Depuis 1991,
Enslaved a passé son temps à évoluer, tout d’abord acteur incontournable de la scène Black norvégienne, puis grand représentant du Black dit «
Viking », pour enfin se hisser plus haut encore en incorporant des éléments progressifs (qui toutefois ont toujours été de la partie) mais surtout un peu « eighties » à sa musique (cette utilIsation des claviers). Ainsi, un «
Monumension » parfois beau mais un peu en demi-teinte aura préparé le terrain pour que «
Below the Lights » et l’incroyable «
Isa » fassent office de finitude, de sommets de géants. Mais
Enslaved, ce fut aussi des albums plus violents, laissant éclater la tempête Black
Metal dans ses aspects les plus sombres (comme sur l’estimé «
Frost »), ou les plus tortueux et musicalement dissonants avec «
Yggdrasill » et le monstrueux et imposant de puissance «
Mardraum –
Beyond the Within ».
Alors qu’en 2005 l’évolution avait atteint son paroxysme avec «
Isa », «
Ruun » se chargeait de prendre le relais et n’avait pas à rougir de succéder à ce que je considère comme un chef d’œuvre, résumant tout simplement un peu la formule et s’offrant un son plus moderne tout en apportant quelques éléments inédits. Dernièrement, les transformations se faIsaient encore moins marquantes sur «
Vertebrae » (2008), et l’heure était à se demander où
Enslaved allait nous emmener avec «
Axioma Ethica Odini » après avoir poussé la marche vers d’inexorables derniers retranchements.

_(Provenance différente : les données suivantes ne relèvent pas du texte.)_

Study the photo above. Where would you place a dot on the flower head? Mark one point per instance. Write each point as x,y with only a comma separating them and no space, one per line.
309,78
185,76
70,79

Parallèlement à une excellente idée de concours pour les fans qui purent réaliser eux-mêmes un clip-vidéo, le morceau « Ethica Odini » était révélé à l’avance (le clip devant en fait lui être attribué). Et il était aisé de constater que rien n’avait vraiment changé depuis «
Vertebrae » : un premier titre assez long (proche des huit minutes), avec quelques claviers en fond, et ce côté un peu planant qui semble s’être désormais bien installé. Mais certaines choses pouvaient laisser perplexe : « Ethica Odini » est assez répétitif, les riffs n’ont rien de novateur pour le groupe bien qu’ils ne soient pas désagréables (voire même assez immersifs malgré tout), mais surtout le chant clair a encore gagné en importance, s’octroyant l’ensemble du refrain et affichant plus de sensibilité que par le passé. Qu’à cela ne tienne, et pourquoi pas après tout, il s’agissait sans doute de la pièce introductive par excellence qui devait mener vers autre chose.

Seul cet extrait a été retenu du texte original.